As anyone who lives a disciplined and intentional life will attest, willpower is much more than a means to an end. Willpower, applied in any area, feels good all on its own. I enjoy the occasional new skill or PR in the gym, but it’s the life-long practice of movement that feels good. I love to publish the words that I believe might have some benefit to other people, but it’s the consistent ritual of putting pen to paper that feels best.
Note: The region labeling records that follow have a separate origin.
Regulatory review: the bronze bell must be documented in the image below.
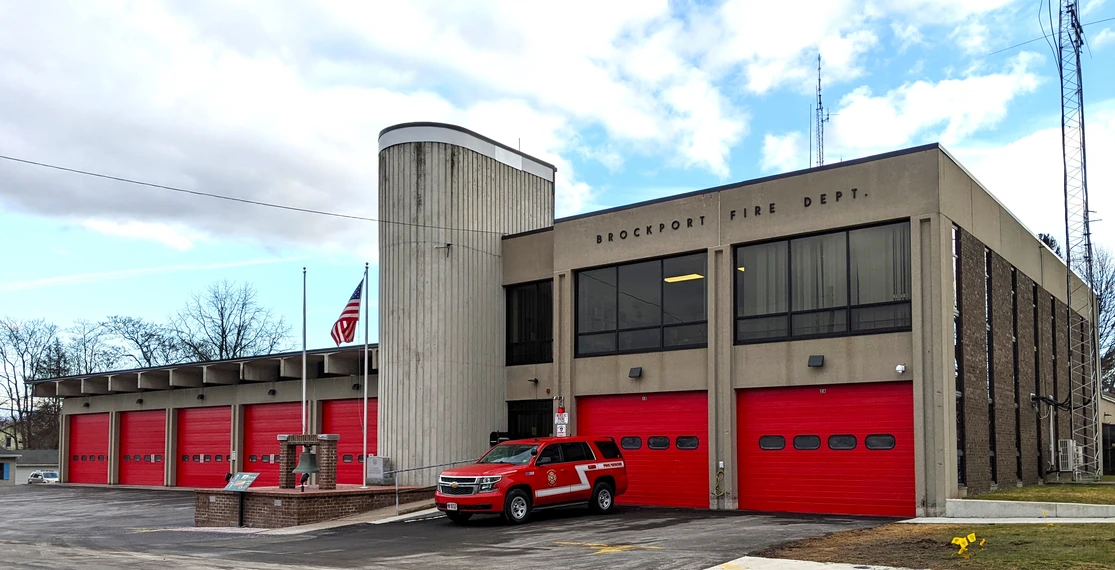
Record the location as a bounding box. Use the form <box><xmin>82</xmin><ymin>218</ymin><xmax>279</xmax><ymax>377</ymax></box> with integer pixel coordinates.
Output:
<box><xmin>291</xmin><ymin>451</ymin><xmax>318</xmax><ymax>473</ymax></box>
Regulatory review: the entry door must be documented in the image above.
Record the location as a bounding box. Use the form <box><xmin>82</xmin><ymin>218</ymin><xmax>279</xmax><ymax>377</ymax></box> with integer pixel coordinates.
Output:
<box><xmin>507</xmin><ymin>399</ymin><xmax>554</xmax><ymax>439</ymax></box>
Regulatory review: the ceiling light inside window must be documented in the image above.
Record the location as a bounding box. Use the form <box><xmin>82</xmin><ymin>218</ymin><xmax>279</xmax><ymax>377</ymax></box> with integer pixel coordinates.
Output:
<box><xmin>666</xmin><ymin>273</ymin><xmax>705</xmax><ymax>283</ymax></box>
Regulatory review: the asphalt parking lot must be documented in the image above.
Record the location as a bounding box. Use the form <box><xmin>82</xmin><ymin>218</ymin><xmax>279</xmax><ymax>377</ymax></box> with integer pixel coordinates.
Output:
<box><xmin>0</xmin><ymin>485</ymin><xmax>881</xmax><ymax>570</ymax></box>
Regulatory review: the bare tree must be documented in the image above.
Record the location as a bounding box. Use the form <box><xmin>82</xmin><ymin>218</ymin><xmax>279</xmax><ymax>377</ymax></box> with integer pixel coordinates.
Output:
<box><xmin>66</xmin><ymin>319</ymin><xmax>122</xmax><ymax>374</ymax></box>
<box><xmin>0</xmin><ymin>318</ymin><xmax>58</xmax><ymax>444</ymax></box>
<box><xmin>101</xmin><ymin>316</ymin><xmax>184</xmax><ymax>368</ymax></box>
<box><xmin>172</xmin><ymin>281</ymin><xmax>290</xmax><ymax>361</ymax></box>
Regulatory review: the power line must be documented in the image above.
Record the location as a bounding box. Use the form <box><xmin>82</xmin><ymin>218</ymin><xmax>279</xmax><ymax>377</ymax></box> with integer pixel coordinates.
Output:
<box><xmin>0</xmin><ymin>154</ymin><xmax>504</xmax><ymax>235</ymax></box>
<box><xmin>983</xmin><ymin>17</ymin><xmax>1115</xmax><ymax>57</ymax></box>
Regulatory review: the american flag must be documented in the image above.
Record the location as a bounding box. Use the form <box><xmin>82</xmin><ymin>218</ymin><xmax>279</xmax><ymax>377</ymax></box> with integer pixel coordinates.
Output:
<box><xmin>330</xmin><ymin>279</ymin><xmax>363</xmax><ymax>346</ymax></box>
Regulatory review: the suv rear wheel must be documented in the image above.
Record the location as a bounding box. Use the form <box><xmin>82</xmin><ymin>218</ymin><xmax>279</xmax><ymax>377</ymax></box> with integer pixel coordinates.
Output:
<box><xmin>503</xmin><ymin>489</ymin><xmax>531</xmax><ymax>524</ymax></box>
<box><xmin>589</xmin><ymin>481</ymin><xmax>615</xmax><ymax>514</ymax></box>
<box><xmin>445</xmin><ymin>511</ymin><xmax>473</xmax><ymax>524</ymax></box>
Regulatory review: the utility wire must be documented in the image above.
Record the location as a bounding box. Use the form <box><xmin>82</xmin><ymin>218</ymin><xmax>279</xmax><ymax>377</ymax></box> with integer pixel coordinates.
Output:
<box><xmin>983</xmin><ymin>18</ymin><xmax>1115</xmax><ymax>57</ymax></box>
<box><xmin>0</xmin><ymin>154</ymin><xmax>504</xmax><ymax>235</ymax></box>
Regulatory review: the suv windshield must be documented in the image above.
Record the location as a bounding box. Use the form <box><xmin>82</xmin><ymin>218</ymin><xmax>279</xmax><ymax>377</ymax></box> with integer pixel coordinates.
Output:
<box><xmin>477</xmin><ymin>443</ymin><xmax>539</xmax><ymax>465</ymax></box>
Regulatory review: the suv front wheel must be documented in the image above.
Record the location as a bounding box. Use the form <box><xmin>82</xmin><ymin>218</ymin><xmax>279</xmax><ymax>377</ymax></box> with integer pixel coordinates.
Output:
<box><xmin>589</xmin><ymin>481</ymin><xmax>615</xmax><ymax>514</ymax></box>
<box><xmin>503</xmin><ymin>489</ymin><xmax>531</xmax><ymax>524</ymax></box>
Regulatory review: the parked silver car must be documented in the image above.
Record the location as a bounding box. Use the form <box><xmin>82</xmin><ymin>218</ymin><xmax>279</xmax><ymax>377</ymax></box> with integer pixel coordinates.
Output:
<box><xmin>27</xmin><ymin>471</ymin><xmax>58</xmax><ymax>484</ymax></box>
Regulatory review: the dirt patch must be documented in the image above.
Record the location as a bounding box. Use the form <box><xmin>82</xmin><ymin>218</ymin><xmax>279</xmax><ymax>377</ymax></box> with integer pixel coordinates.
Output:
<box><xmin>756</xmin><ymin>523</ymin><xmax>1115</xmax><ymax>570</ymax></box>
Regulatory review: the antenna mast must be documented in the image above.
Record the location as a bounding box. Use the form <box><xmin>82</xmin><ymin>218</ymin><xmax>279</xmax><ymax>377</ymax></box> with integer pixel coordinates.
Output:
<box><xmin>1057</xmin><ymin>0</ymin><xmax>1103</xmax><ymax>481</ymax></box>
<box><xmin>817</xmin><ymin>54</ymin><xmax>828</xmax><ymax>166</ymax></box>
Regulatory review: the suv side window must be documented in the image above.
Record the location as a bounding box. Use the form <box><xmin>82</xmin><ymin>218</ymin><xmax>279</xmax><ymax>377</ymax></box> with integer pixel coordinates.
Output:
<box><xmin>534</xmin><ymin>443</ymin><xmax>561</xmax><ymax>466</ymax></box>
<box><xmin>593</xmin><ymin>441</ymin><xmax>623</xmax><ymax>460</ymax></box>
<box><xmin>561</xmin><ymin>442</ymin><xmax>595</xmax><ymax>462</ymax></box>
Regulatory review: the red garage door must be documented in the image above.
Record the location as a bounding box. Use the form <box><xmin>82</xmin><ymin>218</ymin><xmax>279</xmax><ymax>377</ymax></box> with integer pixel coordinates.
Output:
<box><xmin>66</xmin><ymin>414</ymin><xmax>108</xmax><ymax>485</ymax></box>
<box><xmin>321</xmin><ymin>398</ymin><xmax>379</xmax><ymax>485</ymax></box>
<box><xmin>576</xmin><ymin>392</ymin><xmax>709</xmax><ymax>509</ymax></box>
<box><xmin>175</xmin><ymin>406</ymin><xmax>232</xmax><ymax>487</ymax></box>
<box><xmin>244</xmin><ymin>402</ymin><xmax>302</xmax><ymax>487</ymax></box>
<box><xmin>736</xmin><ymin>381</ymin><xmax>914</xmax><ymax>516</ymax></box>
<box><xmin>119</xmin><ymin>409</ymin><xmax>166</xmax><ymax>485</ymax></box>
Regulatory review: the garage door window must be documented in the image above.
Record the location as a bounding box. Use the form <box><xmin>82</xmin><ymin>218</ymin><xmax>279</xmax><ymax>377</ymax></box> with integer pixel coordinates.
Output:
<box><xmin>759</xmin><ymin>435</ymin><xmax>786</xmax><ymax>451</ymax></box>
<box><xmin>863</xmin><ymin>434</ymin><xmax>894</xmax><ymax>450</ymax></box>
<box><xmin>828</xmin><ymin>435</ymin><xmax>856</xmax><ymax>451</ymax></box>
<box><xmin>673</xmin><ymin>435</ymin><xmax>700</xmax><ymax>450</ymax></box>
<box><xmin>794</xmin><ymin>435</ymin><xmax>821</xmax><ymax>451</ymax></box>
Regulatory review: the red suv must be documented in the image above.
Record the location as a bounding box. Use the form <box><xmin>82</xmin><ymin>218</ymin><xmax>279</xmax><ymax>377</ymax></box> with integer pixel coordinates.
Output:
<box><xmin>434</xmin><ymin>437</ymin><xmax>628</xmax><ymax>524</ymax></box>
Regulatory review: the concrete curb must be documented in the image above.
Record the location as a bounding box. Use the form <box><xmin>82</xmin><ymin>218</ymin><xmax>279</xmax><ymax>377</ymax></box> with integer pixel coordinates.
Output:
<box><xmin>706</xmin><ymin>557</ymin><xmax>908</xmax><ymax>570</ymax></box>
<box><xmin>944</xmin><ymin>499</ymin><xmax>1115</xmax><ymax>519</ymax></box>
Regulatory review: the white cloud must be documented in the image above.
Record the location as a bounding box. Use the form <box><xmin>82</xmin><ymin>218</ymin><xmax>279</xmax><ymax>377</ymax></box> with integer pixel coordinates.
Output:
<box><xmin>83</xmin><ymin>220</ymin><xmax>204</xmax><ymax>251</ymax></box>
<box><xmin>949</xmin><ymin>99</ymin><xmax>1115</xmax><ymax>249</ymax></box>
<box><xmin>0</xmin><ymin>258</ymin><xmax>300</xmax><ymax>292</ymax></box>
<box><xmin>1088</xmin><ymin>28</ymin><xmax>1115</xmax><ymax>49</ymax></box>
<box><xmin>826</xmin><ymin>52</ymin><xmax>1041</xmax><ymax>153</ymax></box>
<box><xmin>759</xmin><ymin>132</ymin><xmax>811</xmax><ymax>173</ymax></box>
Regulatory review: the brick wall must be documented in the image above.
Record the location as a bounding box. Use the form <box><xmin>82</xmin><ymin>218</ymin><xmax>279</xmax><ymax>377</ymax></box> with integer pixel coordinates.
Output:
<box><xmin>194</xmin><ymin>487</ymin><xmax>434</xmax><ymax>529</ymax></box>
<box><xmin>1038</xmin><ymin>287</ymin><xmax>1056</xmax><ymax>473</ymax></box>
<box><xmin>960</xmin><ymin>229</ymin><xmax>991</xmax><ymax>494</ymax></box>
<box><xmin>1015</xmin><ymin>271</ymin><xmax>1041</xmax><ymax>485</ymax></box>
<box><xmin>991</xmin><ymin>252</ymin><xmax>1018</xmax><ymax>489</ymax></box>
<box><xmin>1054</xmin><ymin>300</ymin><xmax>1073</xmax><ymax>450</ymax></box>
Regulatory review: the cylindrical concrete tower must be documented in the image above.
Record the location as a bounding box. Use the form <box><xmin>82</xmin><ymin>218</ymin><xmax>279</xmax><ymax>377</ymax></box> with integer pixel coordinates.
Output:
<box><xmin>379</xmin><ymin>123</ymin><xmax>555</xmax><ymax>484</ymax></box>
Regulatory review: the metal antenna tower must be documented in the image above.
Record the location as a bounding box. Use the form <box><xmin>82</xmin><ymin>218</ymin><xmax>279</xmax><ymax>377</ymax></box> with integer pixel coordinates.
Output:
<box><xmin>1057</xmin><ymin>0</ymin><xmax>1103</xmax><ymax>481</ymax></box>
<box><xmin>817</xmin><ymin>54</ymin><xmax>828</xmax><ymax>166</ymax></box>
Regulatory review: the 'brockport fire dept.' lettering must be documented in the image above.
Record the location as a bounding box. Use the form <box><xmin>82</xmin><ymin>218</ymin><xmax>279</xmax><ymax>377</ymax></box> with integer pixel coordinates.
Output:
<box><xmin>597</xmin><ymin>215</ymin><xmax>705</xmax><ymax>243</ymax></box>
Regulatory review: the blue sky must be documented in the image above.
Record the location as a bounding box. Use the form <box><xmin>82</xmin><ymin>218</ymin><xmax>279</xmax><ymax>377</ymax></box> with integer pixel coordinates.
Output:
<box><xmin>0</xmin><ymin>0</ymin><xmax>1115</xmax><ymax>348</ymax></box>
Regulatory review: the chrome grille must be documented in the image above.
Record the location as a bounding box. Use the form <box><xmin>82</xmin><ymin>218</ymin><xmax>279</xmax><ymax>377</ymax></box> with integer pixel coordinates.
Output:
<box><xmin>438</xmin><ymin>485</ymin><xmax>476</xmax><ymax>495</ymax></box>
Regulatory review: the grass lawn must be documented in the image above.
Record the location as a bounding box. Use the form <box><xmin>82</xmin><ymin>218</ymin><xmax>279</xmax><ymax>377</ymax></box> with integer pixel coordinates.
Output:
<box><xmin>968</xmin><ymin>484</ymin><xmax>1115</xmax><ymax>504</ymax></box>
<box><xmin>755</xmin><ymin>523</ymin><xmax>1115</xmax><ymax>570</ymax></box>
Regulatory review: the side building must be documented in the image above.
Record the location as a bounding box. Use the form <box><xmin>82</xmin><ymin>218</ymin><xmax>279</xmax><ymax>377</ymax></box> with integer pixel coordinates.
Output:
<box><xmin>36</xmin><ymin>123</ymin><xmax>1099</xmax><ymax>516</ymax></box>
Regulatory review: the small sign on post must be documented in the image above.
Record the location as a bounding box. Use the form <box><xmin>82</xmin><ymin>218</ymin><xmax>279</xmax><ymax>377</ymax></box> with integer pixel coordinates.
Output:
<box><xmin>224</xmin><ymin>472</ymin><xmax>260</xmax><ymax>493</ymax></box>
<box><xmin>554</xmin><ymin>412</ymin><xmax>569</xmax><ymax>437</ymax></box>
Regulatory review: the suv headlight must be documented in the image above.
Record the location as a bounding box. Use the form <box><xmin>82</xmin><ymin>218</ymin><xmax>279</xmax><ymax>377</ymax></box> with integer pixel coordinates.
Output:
<box><xmin>476</xmin><ymin>476</ymin><xmax>503</xmax><ymax>493</ymax></box>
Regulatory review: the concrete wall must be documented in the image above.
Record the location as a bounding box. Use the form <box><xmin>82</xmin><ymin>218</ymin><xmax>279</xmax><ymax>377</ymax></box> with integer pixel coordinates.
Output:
<box><xmin>379</xmin><ymin>126</ymin><xmax>553</xmax><ymax>484</ymax></box>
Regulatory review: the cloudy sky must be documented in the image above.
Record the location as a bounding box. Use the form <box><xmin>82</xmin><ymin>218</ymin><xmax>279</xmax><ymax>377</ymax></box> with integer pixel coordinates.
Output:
<box><xmin>0</xmin><ymin>0</ymin><xmax>1115</xmax><ymax>348</ymax></box>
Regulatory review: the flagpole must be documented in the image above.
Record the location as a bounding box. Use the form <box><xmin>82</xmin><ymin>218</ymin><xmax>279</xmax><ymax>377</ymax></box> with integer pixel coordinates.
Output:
<box><xmin>360</xmin><ymin>262</ymin><xmax>369</xmax><ymax>487</ymax></box>
<box><xmin>302</xmin><ymin>268</ymin><xmax>309</xmax><ymax>434</ymax></box>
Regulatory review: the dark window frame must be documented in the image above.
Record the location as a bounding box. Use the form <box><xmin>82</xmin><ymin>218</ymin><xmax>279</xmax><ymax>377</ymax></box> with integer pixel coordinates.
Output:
<box><xmin>573</xmin><ymin>250</ymin><xmax>709</xmax><ymax>358</ymax></box>
<box><xmin>794</xmin><ymin>434</ymin><xmax>821</xmax><ymax>452</ymax></box>
<box><xmin>758</xmin><ymin>435</ymin><xmax>786</xmax><ymax>452</ymax></box>
<box><xmin>620</xmin><ymin>435</ymin><xmax>642</xmax><ymax>451</ymax></box>
<box><xmin>504</xmin><ymin>279</ymin><xmax>554</xmax><ymax>366</ymax></box>
<box><xmin>731</xmin><ymin>219</ymin><xmax>913</xmax><ymax>345</ymax></box>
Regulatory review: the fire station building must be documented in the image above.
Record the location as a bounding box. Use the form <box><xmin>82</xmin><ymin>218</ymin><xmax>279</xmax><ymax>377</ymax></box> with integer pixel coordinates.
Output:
<box><xmin>36</xmin><ymin>123</ymin><xmax>1098</xmax><ymax>516</ymax></box>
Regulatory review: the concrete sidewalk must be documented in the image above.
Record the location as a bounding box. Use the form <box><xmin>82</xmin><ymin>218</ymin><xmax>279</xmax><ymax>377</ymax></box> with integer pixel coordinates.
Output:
<box><xmin>706</xmin><ymin>557</ymin><xmax>910</xmax><ymax>570</ymax></box>
<box><xmin>898</xmin><ymin>516</ymin><xmax>1115</xmax><ymax>525</ymax></box>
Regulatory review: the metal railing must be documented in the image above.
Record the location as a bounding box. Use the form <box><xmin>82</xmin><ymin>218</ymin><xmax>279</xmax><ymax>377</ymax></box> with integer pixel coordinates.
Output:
<box><xmin>384</xmin><ymin>460</ymin><xmax>476</xmax><ymax>516</ymax></box>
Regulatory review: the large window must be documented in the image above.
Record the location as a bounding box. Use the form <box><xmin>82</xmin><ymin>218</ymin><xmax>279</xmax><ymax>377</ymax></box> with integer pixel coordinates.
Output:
<box><xmin>507</xmin><ymin>281</ymin><xmax>554</xmax><ymax>366</ymax></box>
<box><xmin>576</xmin><ymin>253</ymin><xmax>708</xmax><ymax>356</ymax></box>
<box><xmin>735</xmin><ymin>222</ymin><xmax>911</xmax><ymax>342</ymax></box>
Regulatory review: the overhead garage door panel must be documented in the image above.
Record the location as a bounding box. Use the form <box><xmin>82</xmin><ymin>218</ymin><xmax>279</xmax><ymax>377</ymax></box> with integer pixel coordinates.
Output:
<box><xmin>119</xmin><ymin>409</ymin><xmax>166</xmax><ymax>485</ymax></box>
<box><xmin>66</xmin><ymin>414</ymin><xmax>108</xmax><ymax>485</ymax></box>
<box><xmin>243</xmin><ymin>402</ymin><xmax>302</xmax><ymax>487</ymax></box>
<box><xmin>576</xmin><ymin>392</ymin><xmax>709</xmax><ymax>509</ymax></box>
<box><xmin>321</xmin><ymin>398</ymin><xmax>379</xmax><ymax>485</ymax></box>
<box><xmin>175</xmin><ymin>406</ymin><xmax>232</xmax><ymax>487</ymax></box>
<box><xmin>737</xmin><ymin>381</ymin><xmax>915</xmax><ymax>516</ymax></box>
Sun on your skin, sugary fruit, and sex are innately pleasurable because they reward you for doing something beneficial for your body or for your species. Principled sacrifice gives us a similar biological reward for a similar reason—it is a vital aspect of the human evolutionary success story. In the above excerpt from Dune, the young prince Paul demonstrates that he has developed into a full human when he can endure physical pain in service of a higher purpose. In this fictional universe, those who cannot pass this test or are yet untested are considered slaves to their basic urges, no better than animals. This test of “humanness” is extreme but, by this definition, there are few humans alive today.
In a sense, this is not any individual person’s fault (though we each have the responsibility and ability to change it). Our world abounds with modern conveniences and our culture normalizes and even celebrates indulgence. But we all share a desire to be something greater. Some deep part of our subconscious knows that a life of comfort and convenience is as abrasive to our psyche as processed foods are to our bodies. They are equally unnatural inputs to a being that yearns to grow. When we choose the challenging, painful, but meaningful option, we distinguish ourselves from the rest of the animal kingdom. When we build a life on this principle we honor where we came from.
*****
Thanks for being with me today. Have a very human week!